Cyberattaque à la CAF : des millions d’allocataires victimes du vol de données confidentielles

Image d'illustration. La cybersécuritéADN
La Caisse d’Allocations Familiales a été victime d’une cyberattaque d’ampleur, exposant des informations personnelles très sensibles. Plusieurs millions de bénéficiaires se retrouvent désormais menacés par ce vol massif de données confidentielles.
Tl;dr
- Fuite massive : données de 22,4 millions d’allocataires CAF exposées.
- Risques d’usurpation d’identité et de fraude bancaire accrus.
- Recommandé : sécuriser compte CAF et surveiller ses finances.
Une nouvelle brèche majeure dans la cybersécurité sociale
Les conséquences de la récente cyberattaque visant la Caisse d’Allocations familiales (CAF) s’étendent bien au-delà des cercles spécialisés. Alors que le mois de décembre 2025 est déjà marqué par l’intrusion retentissante dans les systèmes du ministère de l’Intérieur, c’est à présent un fichier colossal, composé de plus de 22 millions de lignes, qui circule ouvertement sur un forum très prisé des cybercriminels.
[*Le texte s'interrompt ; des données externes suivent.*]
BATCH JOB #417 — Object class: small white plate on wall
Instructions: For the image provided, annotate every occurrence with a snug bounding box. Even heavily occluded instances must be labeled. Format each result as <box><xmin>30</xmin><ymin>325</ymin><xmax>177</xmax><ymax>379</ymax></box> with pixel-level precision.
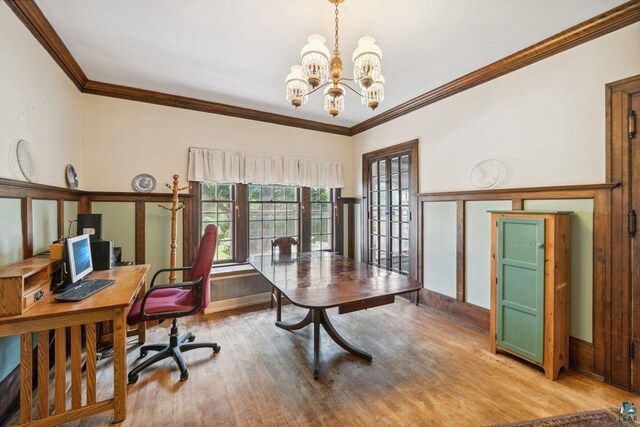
<box><xmin>470</xmin><ymin>159</ymin><xmax>507</xmax><ymax>189</ymax></box>
<box><xmin>131</xmin><ymin>173</ymin><xmax>156</xmax><ymax>193</ymax></box>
Ce piratage, revendiqué comme un « cadeau de Noël » pour les internautes français, met en péril des millions de foyers, avec des répercussions difficilement mesurables.
L’envergure de la fuite : analyses et premiers constats
Le fichier exfiltré, daté de novembre 2025 mais compilant des données depuis septembre 2024, pèse plus de 15 Go. Selon plusieurs experts en cybersécurité ayant analysé l’archive, il s’agirait d’un export massif des bases allocataires de la CAF. Les informations contenues sont alarmantes : identité complète, adresse postale et email, numéros de téléphone, parfois date de naissance ou identifiant spécifique. Certaines analyses font apparaître une part importante de doublons ; on estime néanmoins qu’au moins 8,6 millions d’individus distincts, parmi lesquels figurent des familles modestes, des étudiants et des enfants référencés via leur numéro INE, seraient concernés.
Des recoupements pointent également vers le dispositif Pass’Sport : l’interconnexion entre fichiers de la CAF, de la Mutualité Sociale Agricole, du CNOUS, aurait pu amplifier l’impact.
Série noire contre les services publics français : une offensive coordonnée ?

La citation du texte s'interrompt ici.